Абрам Федорович недоуменно пожал плечами.
– Нет, конечно. Да ведь и задача была четко поставлена: оборонительное оружие прямой видимости. Если такой «фонарик», как вы выражаетесь, поставить на хорошую гору, то в радиусе прямой видимости, а это думаю километров тридцать-сорок, врагов у нашего государства не окажется. Целых, разумеется. Я ведь две половинки за одного врага не считаю…
Стул под Владимиром Ивановичем скрипнул. Профессор, довольный тем, что услышал, откинулся назад.
– Вот-вот… С вашими масштабами только какой-нибудь Ватикан или Андорру оборонять. Мировая Революция наступать должна, а не на горах отсиживаться…
– Вот для этого вы свою дрезину и изобретайте, – отправляя в рот очередную рыбку, ответил Иоффе. – Вы дрезиной всякую мелочь истреблять станете, а я уж тем займусь, что вам не под
Германия. Геттинген
Февраль 1928 года
Сон сгинул. Мир вокруг стал четче, резче, словно кто-то смахнул пыль со стекла, сквозь которое он смотрел на него. Такие сны приходили к нему редко и казались напоминанием о чьей-то чужой, случайно прожитой жизни. Господи! Присниться же такое… Вместо нормального сна, полагающегося каждому лютеранину…
Хотя, что нормального теперь в Германии? Ничего! Чего уж тогда удивляться таким снам?

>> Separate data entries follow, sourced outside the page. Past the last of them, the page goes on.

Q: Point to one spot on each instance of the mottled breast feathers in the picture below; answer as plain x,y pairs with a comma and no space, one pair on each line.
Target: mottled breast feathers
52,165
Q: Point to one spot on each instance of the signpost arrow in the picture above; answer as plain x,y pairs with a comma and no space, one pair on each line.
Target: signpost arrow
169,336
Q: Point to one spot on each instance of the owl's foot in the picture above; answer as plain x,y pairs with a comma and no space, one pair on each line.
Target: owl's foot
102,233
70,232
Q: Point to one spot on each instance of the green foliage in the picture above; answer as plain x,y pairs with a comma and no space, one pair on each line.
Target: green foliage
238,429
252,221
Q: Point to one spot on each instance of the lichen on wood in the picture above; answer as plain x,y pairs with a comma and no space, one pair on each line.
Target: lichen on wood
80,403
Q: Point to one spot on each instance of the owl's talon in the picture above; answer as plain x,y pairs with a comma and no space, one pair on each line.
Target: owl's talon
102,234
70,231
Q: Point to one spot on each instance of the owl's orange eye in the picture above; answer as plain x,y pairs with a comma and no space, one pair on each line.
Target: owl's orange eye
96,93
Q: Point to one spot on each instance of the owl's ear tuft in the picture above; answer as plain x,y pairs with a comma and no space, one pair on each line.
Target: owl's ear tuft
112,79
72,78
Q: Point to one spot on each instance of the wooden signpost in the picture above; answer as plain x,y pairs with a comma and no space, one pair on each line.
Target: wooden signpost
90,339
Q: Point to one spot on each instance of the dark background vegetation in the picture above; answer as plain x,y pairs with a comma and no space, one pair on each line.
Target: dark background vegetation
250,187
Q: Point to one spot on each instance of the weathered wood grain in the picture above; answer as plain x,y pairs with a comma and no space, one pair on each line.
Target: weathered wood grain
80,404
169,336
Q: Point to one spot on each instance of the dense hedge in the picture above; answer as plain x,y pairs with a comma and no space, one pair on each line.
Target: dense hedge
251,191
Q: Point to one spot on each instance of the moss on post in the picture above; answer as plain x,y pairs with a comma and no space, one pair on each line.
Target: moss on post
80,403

После Черного Вторника двадцать третьего года, когда за доллар давали четыре миллиарда двести миллионов марок, Германия так и не оправилась… Деньги стали мусором, бумагой, не стоившей ничего. А в прошлом году, подгадав как раз под 13-е число, и второй раз фатерлянд на ногах не удержался и в ту же грязь со всего маху…
Он закряхтел, расправляя затекшие ноги.
Все тут не слава Богу. Нет денег. Ни на что нет денег. Ни на науку, ни на опыты…
А в России сейчас все по-другому…
Хотя где ж та Россия – теперь на территории старой Империи растет новая – Союз Советских Социалистических Республик. И царь новый – Иосиф Первый…
Мысли о России посещали профессора почти месяц. Он думал о ней не как о недавнем враге его Империи, а как о стране, в которой происходит что-то необычное…
Память вернула ему воспоминания двадцатилетней давности, когда он учился в Санкт-Петербурге.
Там тоже зима… Только другая. Здешняя, похабная какая-то, не похожая на русскую, немецкая зима – сырость, промозглый холод и темнота, ветер треплет ветки лип на Фридлендверг.
Хоть и холодно, а другой тут холод, фальшивый…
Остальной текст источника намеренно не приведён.